Carnell and Angela Dawson along with their five children were killed. Monday, that legacy stands strong through The Dawson Safe Haven Center.
On the same block with broken windows, a death memorial and boarded up abandoned houses, there sits a safe haven where the kids of this neighborhood can be just that, kids.
The story of how the center came to be is a tragic one. Outraged over continued crime and drug dealing near their home The Dawsons took a stand; they were met with a firebomb on 15 years ago.
"After the Dawson family, who didn't want drug dealers sitting on their steps between the Baltimore Police Department, the State's Attorney's office and our office, we developed an intimidated witness program," Deputy Housing Commissioner, Reggie Scriber, told ABC2.
But the center is the family's greatest legacy what was once their home has now been for the last 12 years, The Dawson Safe Haven Center.
"I got custody of my niece and i didn't have anywhere to put her after school and somebody told me about this place," said Cyntheria Robinson, a parent from East Baltimore.
The place that helps close to 40 kids a day stay off the street. More than 800 families have been assisted since 2002.

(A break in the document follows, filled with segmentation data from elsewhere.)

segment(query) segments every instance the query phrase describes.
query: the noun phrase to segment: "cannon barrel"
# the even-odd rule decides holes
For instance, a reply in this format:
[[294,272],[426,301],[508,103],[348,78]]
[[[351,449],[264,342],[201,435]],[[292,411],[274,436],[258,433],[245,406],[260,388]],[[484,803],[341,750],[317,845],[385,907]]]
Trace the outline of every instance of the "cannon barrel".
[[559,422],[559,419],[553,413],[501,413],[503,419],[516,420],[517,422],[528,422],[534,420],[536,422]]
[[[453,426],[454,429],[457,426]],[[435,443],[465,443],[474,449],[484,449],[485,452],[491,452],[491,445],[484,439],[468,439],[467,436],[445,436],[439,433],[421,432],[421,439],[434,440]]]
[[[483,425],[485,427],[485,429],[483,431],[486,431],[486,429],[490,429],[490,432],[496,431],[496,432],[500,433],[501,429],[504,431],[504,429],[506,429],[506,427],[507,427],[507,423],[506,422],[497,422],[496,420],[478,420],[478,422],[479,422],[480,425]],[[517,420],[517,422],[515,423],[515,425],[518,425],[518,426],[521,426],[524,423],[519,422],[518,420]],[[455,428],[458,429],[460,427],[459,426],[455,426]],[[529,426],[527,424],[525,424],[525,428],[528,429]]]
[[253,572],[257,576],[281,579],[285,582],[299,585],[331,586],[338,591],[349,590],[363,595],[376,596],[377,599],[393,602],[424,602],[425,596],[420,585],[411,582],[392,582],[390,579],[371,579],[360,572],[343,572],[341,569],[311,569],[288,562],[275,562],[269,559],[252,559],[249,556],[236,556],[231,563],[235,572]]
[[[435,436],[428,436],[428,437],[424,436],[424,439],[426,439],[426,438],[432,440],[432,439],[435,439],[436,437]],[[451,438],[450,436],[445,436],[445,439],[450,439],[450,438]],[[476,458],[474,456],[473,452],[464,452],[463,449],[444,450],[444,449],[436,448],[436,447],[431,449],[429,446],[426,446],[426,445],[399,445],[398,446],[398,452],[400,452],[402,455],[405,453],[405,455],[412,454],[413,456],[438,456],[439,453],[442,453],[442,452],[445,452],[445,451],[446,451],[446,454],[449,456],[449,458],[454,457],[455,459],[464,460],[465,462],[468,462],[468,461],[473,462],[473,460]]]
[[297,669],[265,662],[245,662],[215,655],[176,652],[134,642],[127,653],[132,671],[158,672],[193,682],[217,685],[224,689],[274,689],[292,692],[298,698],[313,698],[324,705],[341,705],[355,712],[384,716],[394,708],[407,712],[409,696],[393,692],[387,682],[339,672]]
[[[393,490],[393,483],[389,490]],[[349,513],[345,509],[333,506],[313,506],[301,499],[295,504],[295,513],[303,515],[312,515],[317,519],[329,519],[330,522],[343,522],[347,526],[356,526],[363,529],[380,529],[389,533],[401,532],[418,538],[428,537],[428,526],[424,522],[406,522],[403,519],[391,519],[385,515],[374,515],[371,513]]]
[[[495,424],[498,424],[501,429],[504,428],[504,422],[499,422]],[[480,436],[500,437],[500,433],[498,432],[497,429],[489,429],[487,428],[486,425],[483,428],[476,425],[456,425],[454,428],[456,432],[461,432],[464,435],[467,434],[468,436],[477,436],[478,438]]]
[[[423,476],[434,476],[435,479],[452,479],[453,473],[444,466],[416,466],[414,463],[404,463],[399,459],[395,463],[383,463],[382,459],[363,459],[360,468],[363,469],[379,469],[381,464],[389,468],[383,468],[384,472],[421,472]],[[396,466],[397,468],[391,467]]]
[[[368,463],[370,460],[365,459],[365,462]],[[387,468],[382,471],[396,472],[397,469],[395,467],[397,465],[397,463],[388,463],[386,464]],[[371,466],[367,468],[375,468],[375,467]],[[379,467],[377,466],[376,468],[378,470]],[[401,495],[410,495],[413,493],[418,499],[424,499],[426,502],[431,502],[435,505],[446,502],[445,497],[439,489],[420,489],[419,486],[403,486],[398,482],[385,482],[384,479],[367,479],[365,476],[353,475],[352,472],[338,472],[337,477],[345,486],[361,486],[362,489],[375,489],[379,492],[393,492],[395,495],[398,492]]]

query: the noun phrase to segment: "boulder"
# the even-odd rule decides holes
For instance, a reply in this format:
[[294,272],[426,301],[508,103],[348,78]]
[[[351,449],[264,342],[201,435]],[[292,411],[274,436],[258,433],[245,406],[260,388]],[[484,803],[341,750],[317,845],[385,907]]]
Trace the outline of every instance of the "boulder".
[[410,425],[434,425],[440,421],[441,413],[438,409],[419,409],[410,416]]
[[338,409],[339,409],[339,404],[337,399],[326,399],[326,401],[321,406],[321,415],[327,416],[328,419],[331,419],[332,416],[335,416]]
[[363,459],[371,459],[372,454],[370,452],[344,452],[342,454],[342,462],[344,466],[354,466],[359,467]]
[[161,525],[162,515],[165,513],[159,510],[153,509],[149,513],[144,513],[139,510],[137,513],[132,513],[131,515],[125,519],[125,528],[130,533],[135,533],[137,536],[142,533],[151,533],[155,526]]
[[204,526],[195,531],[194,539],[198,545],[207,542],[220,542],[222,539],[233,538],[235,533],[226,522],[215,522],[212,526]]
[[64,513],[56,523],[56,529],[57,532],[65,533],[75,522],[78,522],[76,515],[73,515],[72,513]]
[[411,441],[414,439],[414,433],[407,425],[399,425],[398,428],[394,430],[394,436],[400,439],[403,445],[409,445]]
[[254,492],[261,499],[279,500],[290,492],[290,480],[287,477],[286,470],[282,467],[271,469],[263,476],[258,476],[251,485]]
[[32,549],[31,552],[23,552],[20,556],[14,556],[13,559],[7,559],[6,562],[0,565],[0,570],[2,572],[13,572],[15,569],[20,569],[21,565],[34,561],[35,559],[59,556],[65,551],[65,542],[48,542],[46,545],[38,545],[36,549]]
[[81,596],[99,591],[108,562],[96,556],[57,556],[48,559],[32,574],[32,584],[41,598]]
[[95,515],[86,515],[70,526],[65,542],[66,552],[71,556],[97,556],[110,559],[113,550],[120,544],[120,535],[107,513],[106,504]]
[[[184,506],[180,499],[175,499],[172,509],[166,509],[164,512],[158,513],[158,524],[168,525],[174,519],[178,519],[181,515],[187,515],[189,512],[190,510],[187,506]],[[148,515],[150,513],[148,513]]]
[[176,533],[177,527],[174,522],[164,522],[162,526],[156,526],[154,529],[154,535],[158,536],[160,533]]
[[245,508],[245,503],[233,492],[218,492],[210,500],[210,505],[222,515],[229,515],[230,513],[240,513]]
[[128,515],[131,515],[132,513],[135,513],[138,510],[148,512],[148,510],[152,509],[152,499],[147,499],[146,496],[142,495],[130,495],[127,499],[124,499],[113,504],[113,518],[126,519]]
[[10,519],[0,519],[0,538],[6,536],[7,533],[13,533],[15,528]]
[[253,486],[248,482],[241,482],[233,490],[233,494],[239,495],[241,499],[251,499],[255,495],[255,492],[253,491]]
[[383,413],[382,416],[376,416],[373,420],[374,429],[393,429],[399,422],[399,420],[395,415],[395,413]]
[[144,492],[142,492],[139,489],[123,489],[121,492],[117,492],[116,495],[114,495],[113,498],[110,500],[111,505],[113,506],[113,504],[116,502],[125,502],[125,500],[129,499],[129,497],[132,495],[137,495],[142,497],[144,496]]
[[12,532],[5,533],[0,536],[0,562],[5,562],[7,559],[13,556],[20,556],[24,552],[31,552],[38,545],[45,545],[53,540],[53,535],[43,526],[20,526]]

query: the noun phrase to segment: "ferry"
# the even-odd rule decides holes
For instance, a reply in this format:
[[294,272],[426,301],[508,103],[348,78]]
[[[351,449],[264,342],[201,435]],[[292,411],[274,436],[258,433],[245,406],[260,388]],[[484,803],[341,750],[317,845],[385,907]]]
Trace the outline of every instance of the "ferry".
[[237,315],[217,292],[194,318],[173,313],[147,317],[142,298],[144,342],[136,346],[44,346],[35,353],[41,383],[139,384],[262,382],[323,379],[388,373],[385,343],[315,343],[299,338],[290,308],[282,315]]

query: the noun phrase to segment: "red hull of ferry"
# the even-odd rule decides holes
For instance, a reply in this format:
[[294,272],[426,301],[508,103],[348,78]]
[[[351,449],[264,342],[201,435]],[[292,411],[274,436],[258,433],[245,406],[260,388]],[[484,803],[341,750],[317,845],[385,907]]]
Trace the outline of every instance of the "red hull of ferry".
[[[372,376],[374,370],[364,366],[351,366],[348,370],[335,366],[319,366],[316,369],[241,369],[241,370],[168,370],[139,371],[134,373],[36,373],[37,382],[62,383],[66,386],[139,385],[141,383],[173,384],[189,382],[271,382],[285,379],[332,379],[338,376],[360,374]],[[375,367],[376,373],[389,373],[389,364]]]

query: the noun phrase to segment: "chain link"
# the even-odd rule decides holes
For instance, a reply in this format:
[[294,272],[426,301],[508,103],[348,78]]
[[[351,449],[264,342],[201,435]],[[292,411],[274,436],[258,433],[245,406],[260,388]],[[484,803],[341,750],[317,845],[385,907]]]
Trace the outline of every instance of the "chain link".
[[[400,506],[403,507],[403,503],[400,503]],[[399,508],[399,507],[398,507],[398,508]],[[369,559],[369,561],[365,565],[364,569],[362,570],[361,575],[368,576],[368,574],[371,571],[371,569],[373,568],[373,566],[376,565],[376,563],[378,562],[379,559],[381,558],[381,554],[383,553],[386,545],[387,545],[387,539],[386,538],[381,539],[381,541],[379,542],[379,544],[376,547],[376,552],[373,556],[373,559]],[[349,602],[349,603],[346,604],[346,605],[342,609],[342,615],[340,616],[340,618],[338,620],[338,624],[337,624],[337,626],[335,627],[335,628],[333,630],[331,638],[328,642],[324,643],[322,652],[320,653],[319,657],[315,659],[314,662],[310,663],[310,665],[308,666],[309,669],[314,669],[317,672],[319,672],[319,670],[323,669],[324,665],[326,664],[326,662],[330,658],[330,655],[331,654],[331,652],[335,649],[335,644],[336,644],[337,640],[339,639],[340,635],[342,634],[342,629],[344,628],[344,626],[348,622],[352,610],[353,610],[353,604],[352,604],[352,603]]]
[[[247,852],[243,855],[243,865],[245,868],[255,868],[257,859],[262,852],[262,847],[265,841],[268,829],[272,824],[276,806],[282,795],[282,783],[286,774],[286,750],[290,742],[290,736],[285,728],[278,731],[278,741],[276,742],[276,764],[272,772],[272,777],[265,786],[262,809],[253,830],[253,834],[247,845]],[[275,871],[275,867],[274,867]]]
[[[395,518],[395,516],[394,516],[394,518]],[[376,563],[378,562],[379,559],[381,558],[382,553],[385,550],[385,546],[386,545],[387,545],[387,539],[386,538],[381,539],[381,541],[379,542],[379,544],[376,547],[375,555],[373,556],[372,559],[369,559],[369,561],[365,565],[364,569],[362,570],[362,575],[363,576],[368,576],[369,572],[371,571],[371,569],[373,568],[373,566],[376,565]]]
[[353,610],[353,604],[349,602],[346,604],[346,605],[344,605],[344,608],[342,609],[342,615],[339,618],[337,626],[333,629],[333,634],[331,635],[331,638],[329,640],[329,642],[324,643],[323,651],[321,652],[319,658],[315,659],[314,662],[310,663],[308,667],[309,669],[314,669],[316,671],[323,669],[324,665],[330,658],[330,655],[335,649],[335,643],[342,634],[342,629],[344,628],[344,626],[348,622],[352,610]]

"She was having self esteem issues so it opened her up she's a happy kid. During the summer, it helped out because they were open most of the summer so i didn't have to worry about finding care," Robinson said.
Parents say the center has made all the difference in their lives.
"I don't feel safe with just taking here anywhere. They look after them, they take them places they do things with them, they make sure they do their homework and that's what I need. I'm a single parent, i need all the help I can get," said parent Artis McDaniel
The hope is the center will also help decrease crime in a neighborhood no stranger to it.
"We see some evidence of that in this community we still see more of that than we need to see but this is still something we're going to work on to get things accomplished here," Scriber said.
Close to 40 kids make use of the after school program at the center. This summer, the center expanded to include teenagers as well.